Question

Solve the equation.
2x^2-5x=3

Answer 1

-3x=3
x=-1 is your answer

Answer 2

I think :P

Answer 3

it can't be just substitute if you substitute -1 then the answer is 7 but we are trying to get 3

Answer 4

It's a rational expression. You don't just plug the numbers in.

Answer 5

Ok umm but the answer still has to be a negative right???

Answer 6

I'm not sure. It will be two numbers. I think it is 3,5

Answer 7

I think it is just 3

Answer 8

It can't be just 3. lol

Answer 9

why?

Answer 10

are there answer choices?

Answer 11

\[2x^2-5x=3\rightarrow 2x^2-5x-3=0\]Then you use the quadratic formula.\[-(-5)\pm \frac{ \sqrt{(-5)^2-4(2)(-3)} }{ 2(2) }\]Can you solve from there?

Answer 12

I am confused because I haven't been working them out this way. Not quite sure where to start?

Answer 13

Oops, everything should be over 2(2), including the -(-5) part

Answer 14

How have you been working them out?
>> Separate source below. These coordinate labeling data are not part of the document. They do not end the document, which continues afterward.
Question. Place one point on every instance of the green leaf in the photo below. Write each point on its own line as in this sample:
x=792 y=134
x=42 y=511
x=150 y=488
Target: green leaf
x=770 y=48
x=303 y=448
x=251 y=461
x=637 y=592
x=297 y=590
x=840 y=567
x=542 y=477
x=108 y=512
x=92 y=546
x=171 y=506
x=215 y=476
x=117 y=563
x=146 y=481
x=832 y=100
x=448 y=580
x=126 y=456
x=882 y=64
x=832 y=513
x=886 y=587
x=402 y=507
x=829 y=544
Have you used the quadratic formula for these at all?

Answer 15

I am confused too, I haven't learned any of that

Answer 16

Yes I have been using the quadratic formula but I somehow was finding the right answer using a different method. I have no clue what I was doing. Whatever I was doing isn't working on this.

Answer 17

Were you factoring things out, and setting them to zero? For example
x^2+9x+18 -->(x+3)(x+6)
then
x+3=0 --> x=-3 and
x+6=0-->x=-6 ?
Sometimes you can't factor the quadratic out so you need to use the quadratic formula to get your zeros.

Answer 18

That is what I have been doing. This can't be factored though?

Answer 19

No this one can't be factored. In this case you would need to utilize the quadratic formula.

Answer 20

Ok so with the formula you worked out above where would I start?

-5=-25+12/4

Answer 21

Alright so we have your quadratic in standard form:
\[ax^2+bx+c=0\]
\[2x^2-5x-3=0\]
We plug your corresponding numbers into our quadratic formula:
\[\frac{ -b \pm \sqrt{b^2-4ac} }{ 2a }\rightarrow \frac{ -(-5)\pm \sqrt{(-5)^2-4(2)(-3)} }{ 2(2) }\]

Answer 22

We split the equation into a plus and minus version to get
\[\frac{ 5+\sqrt{49} }{ 4 } and \frac{ 5-\sqrt{49} }{ 4 }\]

Answer 23

2x^2-5x - 3 =0
a = 2 b = - 5 c =- 3
Using the magical quadratic formula.
\[\large x = \frac{ 5 \pm \sqrt{25 - 4(2)(-3)} }{ 4 } \]
\[\large x = \frac{ 5 \pm \sqrt{49} }{ 4 } = \frac{ 5 \pm 7 }{ 2 }\]
\[\large x = \frac{ 5 + 7 }{ 2 } = 6\]
\[\large x =\frac{ 5-7 }{ 2 } = -1\]

Answer 24

So we have that \[x=\frac{ 5+7 }{ 4 }=3 ; x=\frac{ 5-7 }{ 4 }=-\frac{ 1 }{ 2 }\]

Answer 25

Ok. That is very confusing! Thank you for your help!!

Answer 26

Shamil98, you forgot to continue your 4 in your denominator, you flipped it back to 2.